Она осклабилась, выставив напоказ гнилые зубы:

— Отвали, Боб. Черт возьми. Я только что родила ребенка — не могу я сейчас присматривать за всей этой оравой и делать работу по дому.

— Вот именно, дорогая: ты совсем не присматриваешь за детьми, так ведь? Посмотри вокруг. Дети заброшены, дом тоже. В корзине для подгузников в ванной завелись черви, потому что ты не выносишь мусор. Таша, все это не очень хорошо.

Она рассмеялась:

— Пей свой чай и не нуди, черт тебя подери. Мать приедет в выходные и уберется, а я наконец смогу отдохнуть.

— Мне ведь придется написать отчет, Таша. Мы много раз давали тебе возможность исправиться.

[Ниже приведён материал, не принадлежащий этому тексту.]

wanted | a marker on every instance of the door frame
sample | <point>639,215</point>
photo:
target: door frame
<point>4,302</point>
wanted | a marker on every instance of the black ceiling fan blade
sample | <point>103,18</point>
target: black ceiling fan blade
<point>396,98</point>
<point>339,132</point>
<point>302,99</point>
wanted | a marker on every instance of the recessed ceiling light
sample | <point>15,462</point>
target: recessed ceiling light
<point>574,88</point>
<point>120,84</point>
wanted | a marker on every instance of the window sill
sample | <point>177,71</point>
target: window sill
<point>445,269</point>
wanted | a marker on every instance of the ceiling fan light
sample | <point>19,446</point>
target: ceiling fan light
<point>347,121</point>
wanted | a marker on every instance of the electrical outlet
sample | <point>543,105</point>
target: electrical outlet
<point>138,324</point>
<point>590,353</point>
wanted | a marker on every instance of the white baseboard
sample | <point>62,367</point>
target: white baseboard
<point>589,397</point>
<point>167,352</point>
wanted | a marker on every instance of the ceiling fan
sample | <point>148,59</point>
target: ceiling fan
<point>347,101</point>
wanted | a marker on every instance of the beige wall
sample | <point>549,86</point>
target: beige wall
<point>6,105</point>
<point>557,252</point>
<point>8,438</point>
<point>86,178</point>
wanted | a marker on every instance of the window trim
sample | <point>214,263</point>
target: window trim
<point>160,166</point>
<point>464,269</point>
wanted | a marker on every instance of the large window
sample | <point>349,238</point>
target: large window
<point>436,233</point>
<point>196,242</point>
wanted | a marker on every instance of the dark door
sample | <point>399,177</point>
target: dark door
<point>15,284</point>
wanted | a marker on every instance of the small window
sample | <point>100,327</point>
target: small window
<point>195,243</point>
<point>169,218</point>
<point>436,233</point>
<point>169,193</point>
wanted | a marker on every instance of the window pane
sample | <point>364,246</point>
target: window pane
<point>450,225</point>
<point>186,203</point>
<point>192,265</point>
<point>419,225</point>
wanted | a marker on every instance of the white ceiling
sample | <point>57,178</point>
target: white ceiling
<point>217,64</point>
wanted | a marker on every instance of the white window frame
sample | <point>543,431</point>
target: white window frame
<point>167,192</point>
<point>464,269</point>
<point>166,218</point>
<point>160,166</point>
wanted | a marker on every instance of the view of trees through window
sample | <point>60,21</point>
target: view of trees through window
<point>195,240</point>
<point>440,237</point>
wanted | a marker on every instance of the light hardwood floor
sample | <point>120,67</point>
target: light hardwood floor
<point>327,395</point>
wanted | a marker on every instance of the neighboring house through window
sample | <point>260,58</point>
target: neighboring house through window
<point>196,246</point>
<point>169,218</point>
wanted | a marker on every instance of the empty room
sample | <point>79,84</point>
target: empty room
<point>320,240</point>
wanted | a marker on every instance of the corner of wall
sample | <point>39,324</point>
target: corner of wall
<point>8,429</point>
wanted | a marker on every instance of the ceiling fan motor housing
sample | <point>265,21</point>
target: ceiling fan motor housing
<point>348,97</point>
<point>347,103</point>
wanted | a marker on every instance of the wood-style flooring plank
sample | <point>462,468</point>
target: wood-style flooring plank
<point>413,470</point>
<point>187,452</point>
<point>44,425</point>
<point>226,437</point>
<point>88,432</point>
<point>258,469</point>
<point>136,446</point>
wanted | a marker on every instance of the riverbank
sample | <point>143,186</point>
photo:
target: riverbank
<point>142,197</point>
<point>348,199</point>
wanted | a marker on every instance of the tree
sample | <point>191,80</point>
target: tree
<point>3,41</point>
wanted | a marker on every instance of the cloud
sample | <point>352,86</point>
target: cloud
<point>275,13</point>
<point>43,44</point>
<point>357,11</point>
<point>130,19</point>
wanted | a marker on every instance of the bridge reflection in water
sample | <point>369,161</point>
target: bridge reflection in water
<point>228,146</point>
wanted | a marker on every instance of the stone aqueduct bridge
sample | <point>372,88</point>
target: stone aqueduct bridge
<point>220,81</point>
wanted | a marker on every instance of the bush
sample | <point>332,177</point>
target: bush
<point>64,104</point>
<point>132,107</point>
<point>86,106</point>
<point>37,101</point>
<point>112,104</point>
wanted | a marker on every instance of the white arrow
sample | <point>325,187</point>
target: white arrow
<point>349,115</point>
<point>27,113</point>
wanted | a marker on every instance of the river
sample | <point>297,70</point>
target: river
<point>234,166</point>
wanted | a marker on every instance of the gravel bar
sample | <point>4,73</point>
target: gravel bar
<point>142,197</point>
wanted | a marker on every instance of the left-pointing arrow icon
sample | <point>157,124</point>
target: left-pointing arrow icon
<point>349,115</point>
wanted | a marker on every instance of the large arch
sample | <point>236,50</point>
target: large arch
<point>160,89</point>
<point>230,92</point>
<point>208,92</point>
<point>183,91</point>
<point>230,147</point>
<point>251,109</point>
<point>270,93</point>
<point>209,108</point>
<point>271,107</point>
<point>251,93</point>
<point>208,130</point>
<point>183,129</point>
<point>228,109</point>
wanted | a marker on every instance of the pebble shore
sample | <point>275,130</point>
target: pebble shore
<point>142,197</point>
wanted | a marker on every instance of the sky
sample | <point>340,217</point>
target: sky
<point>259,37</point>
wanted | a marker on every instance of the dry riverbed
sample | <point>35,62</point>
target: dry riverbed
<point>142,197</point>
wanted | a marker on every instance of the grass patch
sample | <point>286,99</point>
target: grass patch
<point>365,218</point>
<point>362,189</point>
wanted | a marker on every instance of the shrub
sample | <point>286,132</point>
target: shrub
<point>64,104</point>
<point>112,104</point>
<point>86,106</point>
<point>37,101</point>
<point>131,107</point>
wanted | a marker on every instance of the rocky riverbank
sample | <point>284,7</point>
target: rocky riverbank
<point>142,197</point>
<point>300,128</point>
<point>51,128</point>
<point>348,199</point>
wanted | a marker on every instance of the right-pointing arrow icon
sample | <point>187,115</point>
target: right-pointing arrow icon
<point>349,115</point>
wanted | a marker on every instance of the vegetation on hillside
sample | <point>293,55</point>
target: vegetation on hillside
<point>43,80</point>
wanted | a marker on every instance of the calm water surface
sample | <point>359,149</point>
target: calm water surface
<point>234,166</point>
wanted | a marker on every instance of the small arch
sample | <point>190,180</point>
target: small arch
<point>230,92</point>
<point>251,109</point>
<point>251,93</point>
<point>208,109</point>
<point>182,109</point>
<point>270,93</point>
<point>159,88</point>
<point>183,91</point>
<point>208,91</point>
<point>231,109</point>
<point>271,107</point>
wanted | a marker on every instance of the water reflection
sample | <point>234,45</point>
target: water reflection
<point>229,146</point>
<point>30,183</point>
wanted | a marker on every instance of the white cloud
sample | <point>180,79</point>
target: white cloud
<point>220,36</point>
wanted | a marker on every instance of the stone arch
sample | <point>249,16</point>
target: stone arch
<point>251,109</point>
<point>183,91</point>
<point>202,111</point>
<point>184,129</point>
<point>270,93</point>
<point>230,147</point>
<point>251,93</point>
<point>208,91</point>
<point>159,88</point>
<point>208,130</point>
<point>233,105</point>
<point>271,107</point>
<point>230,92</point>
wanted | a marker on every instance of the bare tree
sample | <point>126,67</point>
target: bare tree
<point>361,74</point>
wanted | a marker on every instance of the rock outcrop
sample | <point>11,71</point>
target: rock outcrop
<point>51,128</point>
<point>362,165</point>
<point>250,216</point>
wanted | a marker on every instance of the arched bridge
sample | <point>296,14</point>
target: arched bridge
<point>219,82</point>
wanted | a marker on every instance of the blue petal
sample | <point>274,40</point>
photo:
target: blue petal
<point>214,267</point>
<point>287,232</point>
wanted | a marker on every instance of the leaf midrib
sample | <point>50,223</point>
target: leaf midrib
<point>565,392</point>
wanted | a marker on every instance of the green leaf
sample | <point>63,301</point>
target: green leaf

Мы поселили тебя в новую квартиру, а твою старую пришлось всю продезинфицировать. Ты клятвенно мне обещала, что начнешь жить нормально. Но ты только распиваешь чаи, куришь и треплешься со своими подружками. Скоро у тебя отберут детей, дорогуша, и я не смогу тебе ничем помочь. Это будет не в моих силах.

Дети плакали, их громкий рев действовал на нервы.

Таша схватила самого младшего ребенка и положила его на диван. Она развернула пеленки, и едкий аммиачный запах защипал глаза. Попка малыша была вся красная от сыпи, он заходился в истерическом плаче, молотя по воздуху ручками с судорожно сжатыми кулачками. Таша безучастно смотрела на него.

— Нет, ты только послушай, как он орет, горластое отродье. — Она ткнула его в попку булавкой, отчего рев стал еще громче.

— Прекрати! Прекрати немедленно, Таша!

— А ему нравится, всем моим детям это нравится. Закаляет, знаешь ли. Пригодится, когда подрастут. Моя мама делала с нами то же самое, и ничего с нами не случилось.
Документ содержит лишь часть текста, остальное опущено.